Auch für die FAZ sah es bis zu den angeblich anti-islamistischen Protesten aus, als würde in Indonesien "endgültig der Islamismus triumphieren" – also Acehs Scharia-Gesetze, gar Steinigungen in ganz Indonesien? Weit gefehlt, aber warum sich um einen differenzierten Blick auf Fakten kümmern, wenn die Beschwörung apokalyptischer Dramatik so viel befriedigender ist für Wahrnehmungsgewohnheiten, die zu simplen Schwarz-Weiß-Extremen tendieren?

Es ist erstaunlich, dass Korrespondenten vor Ort oder in der Region oft so wenig mitbekommen, worum es den Menschen auf der Straße wirklich geht. Die Studenten demonstrieren vor allem gegen eine Entmachtung der in der Bevölkerung außerordentlich großes Vertrauen genießenden Antikorruptionsbehörde, aber auch gegen repressive Paragraphen des geplanten neuen Strafgesetzbuches, zu denen unter anderem der Paragraph zu außerehelichem Sex gehört, gegen die verheerenden Waldbrände auf Sumatra und Borneo, gegen die Militarisierung in Papua, die Verfolgung von Aktivisten und gegen vieles mehr.

Dichotomisches Weltbild

Dabei entbehrt es nicht einer gewissen Ironie, dass ausgerechnet die Frankfurter Allgemeine Zeitung, für die sonst die Nachrichten aus dem muslimischen Indonesien gar nicht alarmistisch genug sein können, nun zu wissen meinte: "Indonesiens Bevölkerung wehrt sich massiv gegen die staatliche Durchsetzung des Islamismus". Damit lag sie vollkommen daneben, denn gegen "Islamismus" oder "Scharia" gehen die Studenten nicht auf die Straße (und um eine "staatliche Durchsetzung des Islamismus" geht es übrigens auch nicht).

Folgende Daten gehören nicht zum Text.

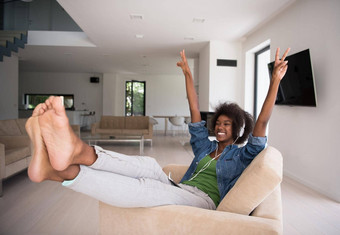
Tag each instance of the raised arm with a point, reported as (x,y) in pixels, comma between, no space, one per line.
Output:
(280,68)
(190,89)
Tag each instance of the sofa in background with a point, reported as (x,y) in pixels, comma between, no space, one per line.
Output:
(15,149)
(124,125)
(252,206)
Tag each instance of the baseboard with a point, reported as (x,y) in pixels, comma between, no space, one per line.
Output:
(311,186)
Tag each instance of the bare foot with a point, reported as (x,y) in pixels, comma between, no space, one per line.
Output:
(63,145)
(40,168)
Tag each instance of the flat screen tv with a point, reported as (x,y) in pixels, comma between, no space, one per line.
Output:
(297,88)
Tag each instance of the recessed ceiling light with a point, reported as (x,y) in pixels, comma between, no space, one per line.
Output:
(136,17)
(189,38)
(198,20)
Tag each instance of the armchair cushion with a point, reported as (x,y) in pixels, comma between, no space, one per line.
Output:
(257,181)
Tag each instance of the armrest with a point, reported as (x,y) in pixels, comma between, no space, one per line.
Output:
(15,141)
(2,161)
(256,183)
(175,219)
(94,126)
(76,129)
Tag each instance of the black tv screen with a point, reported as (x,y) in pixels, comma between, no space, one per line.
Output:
(297,86)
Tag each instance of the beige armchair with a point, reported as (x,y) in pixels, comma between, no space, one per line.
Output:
(252,206)
(15,150)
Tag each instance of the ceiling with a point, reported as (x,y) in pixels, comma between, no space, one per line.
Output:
(145,36)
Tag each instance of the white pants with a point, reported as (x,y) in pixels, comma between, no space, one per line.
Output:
(133,181)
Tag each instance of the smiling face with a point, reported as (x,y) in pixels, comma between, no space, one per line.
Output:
(224,130)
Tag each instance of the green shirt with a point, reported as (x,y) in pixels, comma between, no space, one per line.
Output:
(206,180)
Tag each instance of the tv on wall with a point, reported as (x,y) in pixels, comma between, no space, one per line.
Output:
(297,87)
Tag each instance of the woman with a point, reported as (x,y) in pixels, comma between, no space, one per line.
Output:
(218,164)
(127,181)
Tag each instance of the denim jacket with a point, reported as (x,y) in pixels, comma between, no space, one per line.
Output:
(232,161)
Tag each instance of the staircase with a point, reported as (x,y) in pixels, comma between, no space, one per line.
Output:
(11,41)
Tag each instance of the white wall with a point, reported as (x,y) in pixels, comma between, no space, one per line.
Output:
(91,94)
(9,80)
(219,83)
(308,137)
(225,82)
(165,95)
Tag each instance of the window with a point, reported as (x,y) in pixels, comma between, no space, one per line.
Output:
(262,80)
(32,100)
(134,98)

Diese verzerrte, oft faktisch falsche Berichterstattung macht vor allem eines deutlich: Ein Blick auf muslimische Länder, der reflexhaft alles in ein Wahrnehmungsschema zwingt, das nur noch einen Kampf zwischen "Säkularen" (die "wie wir" sind) und "Islamisten" kennt, wird für das Verstehen lokaler gesellschaftlicher Prozesse schnell blind und sieht nur noch das, was seinen Befürchtungen oder Hoffnungen entspricht.

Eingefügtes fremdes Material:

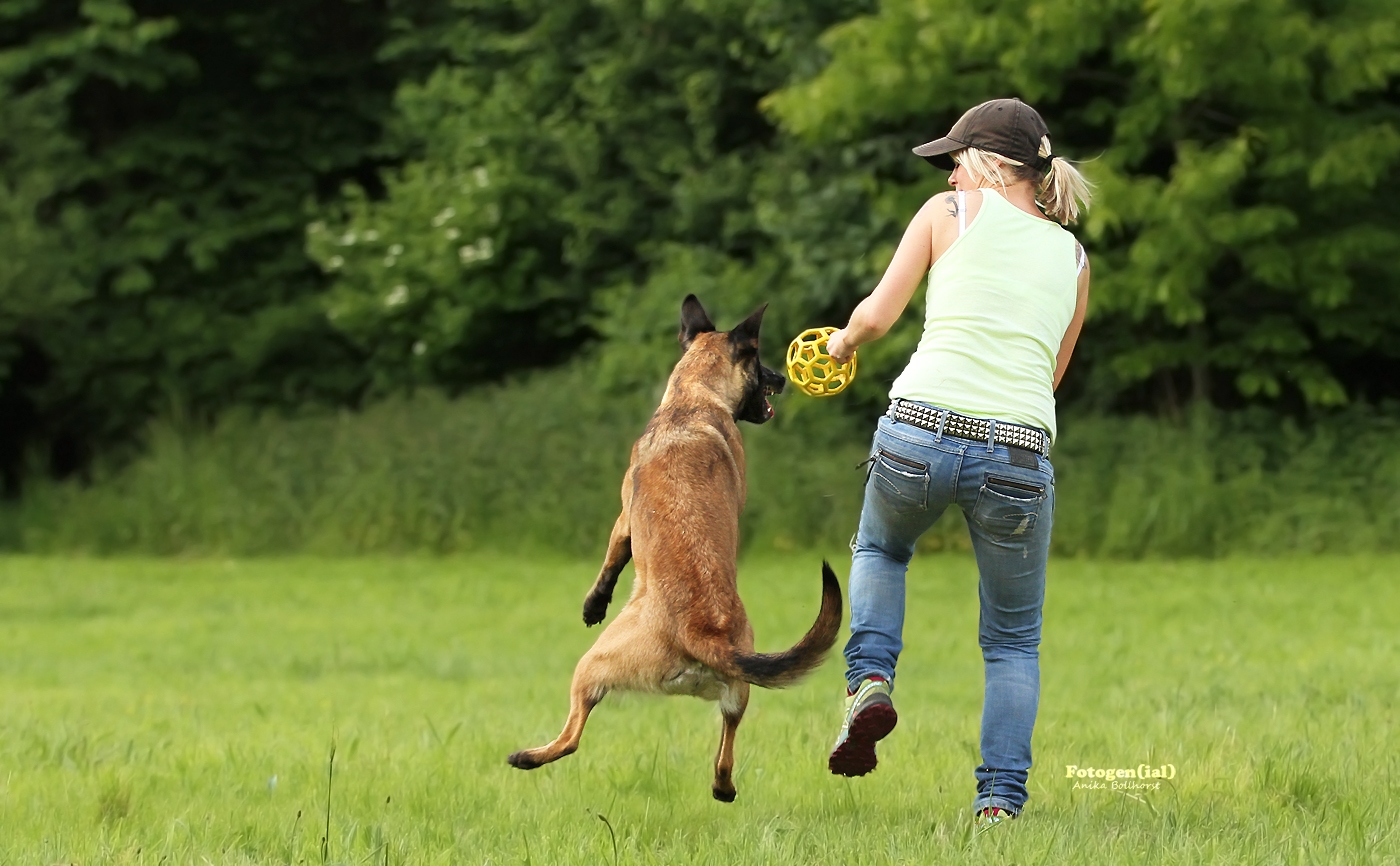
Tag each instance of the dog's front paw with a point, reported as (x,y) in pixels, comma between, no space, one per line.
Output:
(595,607)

So auch nun in Indonesien: Es geht bei den Protesten nicht um (vom Westen ersehnten) Widerstand gegen Islamismus, sondern um einen quer durch alle ideologischen Lager geteilten massiven Vertrauensverlust in die politischen Institutionen und ihre korrupten Vertreter.

Auch in muslimisch geprägten Ländern geht es nicht immer nur um Islam, es gibt noch ganz andere Probleme, die den Menschen manchmal wichtiger sind, auch wenn sich westliche Medien das anscheinend kaum vorstellen können.